Sometimes (read: most of the time), I fall behind in reading the FT and the Wall Street Journal. So I binge read to catch up.
During my last, snowstorm induced, round I came across last weekend’s WSJ article, “When a Giant Gain Causes Pain.” It’s about a married pair of PhD economists from Harvard who both taught finance, while together running a consulting company that advised corporate clients on financial risk.
The husband taught a course on securities analysis, centered around the study of a single stock. About eighteen months ago, the subject was Tesla (TSLA).
The professor had eschewed (a word my son Brendan favors) tasting his home cooking since having been wiped out buying naked options (as most people crazy enough to do this are). He had never bought a student-analyzed stock. But this time he backed up the truck and filled it to bursting with TSLA, at $38. Not only that, he bought enough naked calls to make $30,000 in a week. …all this apparently without his wife noticing.
Haunted by his previous options experience, he cashed the calls out, told his wife he was thinking of selling TSLA at $200 …and promptly died.
The wife had an immense amount of professional education and training–plus her husband’s notes and plan. But she had no practical experience. She’s quoted as saying she was “utterly unprepared for how difficult it would be emotionally.” Unnerved by TSLA’s volatility, she sold the stock, apparently about as badly as one possibly could.

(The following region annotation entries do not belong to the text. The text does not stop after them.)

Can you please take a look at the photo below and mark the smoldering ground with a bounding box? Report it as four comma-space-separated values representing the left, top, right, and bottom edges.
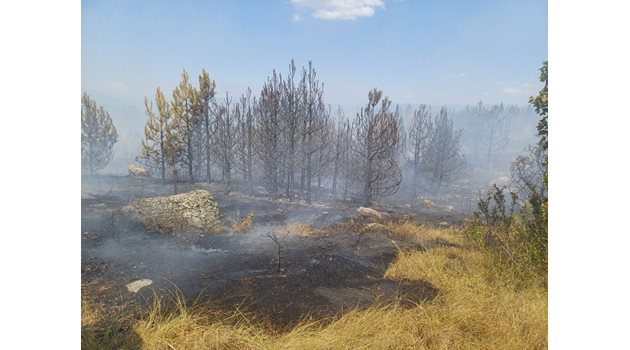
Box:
81, 176, 462, 327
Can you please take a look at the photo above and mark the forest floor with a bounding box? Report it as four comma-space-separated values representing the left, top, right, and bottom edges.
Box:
81, 176, 547, 349
81, 177, 463, 328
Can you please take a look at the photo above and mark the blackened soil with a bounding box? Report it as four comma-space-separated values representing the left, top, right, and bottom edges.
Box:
81, 177, 458, 329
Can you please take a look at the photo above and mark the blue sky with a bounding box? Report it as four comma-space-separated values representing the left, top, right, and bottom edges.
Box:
81, 0, 547, 121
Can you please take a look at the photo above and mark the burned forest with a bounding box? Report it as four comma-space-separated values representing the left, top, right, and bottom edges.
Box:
80, 1, 549, 349
81, 61, 547, 348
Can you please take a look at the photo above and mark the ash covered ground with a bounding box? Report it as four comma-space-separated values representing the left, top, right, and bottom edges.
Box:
81, 176, 465, 328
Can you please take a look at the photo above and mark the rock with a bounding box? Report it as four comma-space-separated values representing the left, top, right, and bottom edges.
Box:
488, 176, 510, 188
363, 222, 387, 232
420, 199, 436, 208
444, 205, 455, 213
255, 186, 270, 196
357, 207, 383, 219
123, 190, 222, 233
127, 278, 153, 293
127, 164, 149, 177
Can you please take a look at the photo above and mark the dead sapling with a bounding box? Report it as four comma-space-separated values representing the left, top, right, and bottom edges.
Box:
109, 209, 120, 242
267, 230, 289, 273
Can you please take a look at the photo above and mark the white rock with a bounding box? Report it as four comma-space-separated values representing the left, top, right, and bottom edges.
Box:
127, 278, 153, 293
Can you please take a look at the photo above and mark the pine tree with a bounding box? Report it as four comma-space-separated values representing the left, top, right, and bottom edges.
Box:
171, 70, 200, 183
81, 93, 118, 176
142, 87, 172, 183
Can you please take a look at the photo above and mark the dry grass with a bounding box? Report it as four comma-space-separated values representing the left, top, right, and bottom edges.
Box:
232, 211, 254, 233
86, 223, 547, 349
81, 296, 101, 327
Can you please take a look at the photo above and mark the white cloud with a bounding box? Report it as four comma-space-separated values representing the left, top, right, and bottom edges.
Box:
291, 0, 385, 21
503, 83, 532, 96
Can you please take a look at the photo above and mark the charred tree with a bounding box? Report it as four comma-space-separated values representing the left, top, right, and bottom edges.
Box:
351, 89, 402, 206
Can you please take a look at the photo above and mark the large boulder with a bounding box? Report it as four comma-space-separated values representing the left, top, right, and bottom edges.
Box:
123, 190, 222, 233
127, 164, 149, 177
357, 207, 383, 219
420, 199, 437, 208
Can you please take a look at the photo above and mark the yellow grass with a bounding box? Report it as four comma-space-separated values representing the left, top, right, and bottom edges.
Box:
82, 223, 547, 349
383, 221, 463, 245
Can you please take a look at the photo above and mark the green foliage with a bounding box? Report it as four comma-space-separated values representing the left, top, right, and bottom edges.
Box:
81, 93, 118, 175
464, 61, 548, 285
529, 61, 549, 151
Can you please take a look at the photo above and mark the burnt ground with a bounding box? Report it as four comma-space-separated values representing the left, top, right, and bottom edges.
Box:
81, 177, 470, 329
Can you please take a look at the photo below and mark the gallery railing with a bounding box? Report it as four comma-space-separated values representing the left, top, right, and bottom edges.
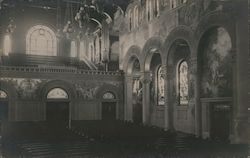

What I find instructive about the article is that it brings home the idea that investing is a craft skill. It requires common sense and experience, which we only get by doing, not simply by book learning. It’s kind of like the difference between reading sabermetrics and actually going to the plate to face a pitcher.
Everyone botches up his/her first trade–and usually much more than that. If I have any fault to find in this situation it’s that the wife waited until she was 60 to take part in the game she studied, wrote about and taught for her entire professional life.
(A side note: in this latest binge, I also read a sizable number of reflections on Mohamed El-Erian’s departure from Pimco. It’s clear that Mr. El-erian is well-liked and well-respected. He is a brilliant marketer, whose gimmick is that he’s an academic, not really a marketer. Along the way, he has become fabulously wealthy as co-CEO of Pimco.
Everyone agrees he’s a very intelligent guy. What’s striking to me, however, is that in the extensive press reports I’ve read I can’t find a single comment to the effect that he is a competent investor. Pimco seems to want to avoid the issue; anonymous grumblings come from Harvard. Sad, although it’s hard to feel too sorry for the ultra-wealthy.)